PGM production in the long-term is likely to follow the same route of moving away from labour intensive mines to mechanised mines. Good examples are Anglo American Platinum’s Mogalakwena open cast mine and developments at Ivanplats’ Platreef mine and operators in Zimbabwe.
Similar restructuring announcements in the gold industry will continue to impact gold production and bulk commodities are currently impacted by freight rail constraints.
“In the absence of new technological solutions to mining gold at depth our gold industry is likely to struggle in the foreseeable future.”
Further, with regards to commodity prices he foresees bulk commodity and base metal prices impacted by global economic growth.
“Increases in real interest rates in the USA have traditionally put pressure on gold prices. It will be interesting to see whether the global uncertainty and risk would offset that.”
In addition, South Africa continues to see structural reform in the mining sector with a long-term move away from deep level conventional mines to mechanised mines.

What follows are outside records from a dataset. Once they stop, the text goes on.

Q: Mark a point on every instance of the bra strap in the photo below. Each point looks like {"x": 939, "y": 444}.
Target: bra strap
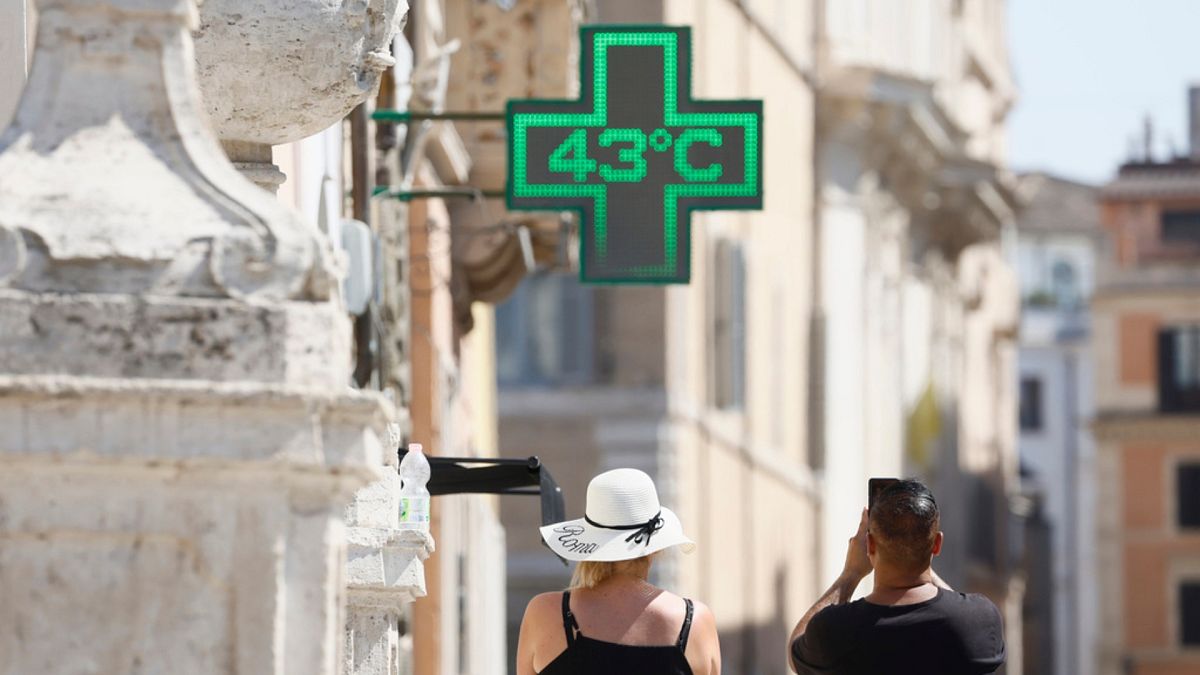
{"x": 569, "y": 625}
{"x": 687, "y": 627}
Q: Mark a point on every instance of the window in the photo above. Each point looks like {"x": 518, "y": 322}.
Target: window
{"x": 544, "y": 333}
{"x": 1031, "y": 404}
{"x": 727, "y": 386}
{"x": 1189, "y": 613}
{"x": 1066, "y": 284}
{"x": 1179, "y": 369}
{"x": 1181, "y": 227}
{"x": 1187, "y": 494}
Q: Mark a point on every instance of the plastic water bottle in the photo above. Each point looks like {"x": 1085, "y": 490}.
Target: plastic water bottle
{"x": 414, "y": 496}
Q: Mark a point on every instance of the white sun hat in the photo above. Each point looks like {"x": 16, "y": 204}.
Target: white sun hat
{"x": 623, "y": 520}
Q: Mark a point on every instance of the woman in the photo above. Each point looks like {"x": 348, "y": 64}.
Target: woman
{"x": 612, "y": 620}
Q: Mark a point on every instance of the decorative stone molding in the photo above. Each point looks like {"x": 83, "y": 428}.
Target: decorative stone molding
{"x": 178, "y": 442}
{"x": 267, "y": 81}
{"x": 112, "y": 183}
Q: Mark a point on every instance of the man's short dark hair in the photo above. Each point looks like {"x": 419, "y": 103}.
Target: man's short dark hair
{"x": 904, "y": 521}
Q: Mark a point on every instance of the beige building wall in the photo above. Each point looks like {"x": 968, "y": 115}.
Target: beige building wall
{"x": 742, "y": 477}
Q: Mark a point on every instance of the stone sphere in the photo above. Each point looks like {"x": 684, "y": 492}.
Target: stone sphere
{"x": 276, "y": 71}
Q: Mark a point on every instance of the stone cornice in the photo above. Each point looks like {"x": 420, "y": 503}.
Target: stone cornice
{"x": 910, "y": 138}
{"x": 1145, "y": 426}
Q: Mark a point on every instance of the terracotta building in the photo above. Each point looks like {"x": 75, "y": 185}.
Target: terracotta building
{"x": 1147, "y": 388}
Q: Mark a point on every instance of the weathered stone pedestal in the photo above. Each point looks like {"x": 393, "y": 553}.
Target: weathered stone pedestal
{"x": 385, "y": 572}
{"x": 178, "y": 442}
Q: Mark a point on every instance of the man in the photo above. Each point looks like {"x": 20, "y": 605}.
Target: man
{"x": 912, "y": 622}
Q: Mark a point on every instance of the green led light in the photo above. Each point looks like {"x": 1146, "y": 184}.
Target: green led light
{"x": 564, "y": 155}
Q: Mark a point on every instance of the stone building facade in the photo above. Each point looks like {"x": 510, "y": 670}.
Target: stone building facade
{"x": 1146, "y": 314}
{"x": 181, "y": 455}
{"x": 1059, "y": 243}
{"x": 406, "y": 330}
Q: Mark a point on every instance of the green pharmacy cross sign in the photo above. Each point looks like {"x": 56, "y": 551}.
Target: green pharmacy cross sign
{"x": 635, "y": 155}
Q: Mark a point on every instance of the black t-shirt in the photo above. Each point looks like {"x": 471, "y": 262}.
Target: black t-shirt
{"x": 948, "y": 634}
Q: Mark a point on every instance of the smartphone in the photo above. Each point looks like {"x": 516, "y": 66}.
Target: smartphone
{"x": 875, "y": 487}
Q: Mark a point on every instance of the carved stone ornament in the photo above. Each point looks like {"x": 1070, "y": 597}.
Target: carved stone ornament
{"x": 112, "y": 181}
{"x": 276, "y": 71}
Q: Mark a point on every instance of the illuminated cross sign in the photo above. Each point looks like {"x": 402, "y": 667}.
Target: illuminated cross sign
{"x": 635, "y": 155}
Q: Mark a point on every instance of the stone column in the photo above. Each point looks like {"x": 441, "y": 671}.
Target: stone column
{"x": 265, "y": 82}
{"x": 177, "y": 438}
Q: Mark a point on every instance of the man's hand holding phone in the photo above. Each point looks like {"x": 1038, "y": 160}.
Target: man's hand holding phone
{"x": 858, "y": 563}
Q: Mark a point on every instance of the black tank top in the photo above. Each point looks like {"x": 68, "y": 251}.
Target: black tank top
{"x": 585, "y": 656}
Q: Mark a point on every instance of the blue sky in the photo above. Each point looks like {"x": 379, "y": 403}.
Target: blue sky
{"x": 1089, "y": 71}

At present it means an increased contribution from bulk commodities such as coal, manganese, chrome and iron ore to the total mining revenue basket.
The regulatory environment
Investors in new long-term projects need to price in long-term uncertainty.
“Although we’ve seen progress in South Africa with regards to certainty around the Mining Charter, other mining jurisdictions such as the DRC and Tanzania elected to raise taxes end regulatory requirements which could place a damper on investment,” states Rossouw.
“For South Africa, there are still a number of areas with uncertainty that should be clarified with the new regulations still to be issued; there was great progress from earlier versions of the charter. We applaud the consultative process that led to the revised charter and hope that the industry and government will continue to work towards a sustainable mining regulatory framework,” he concludes.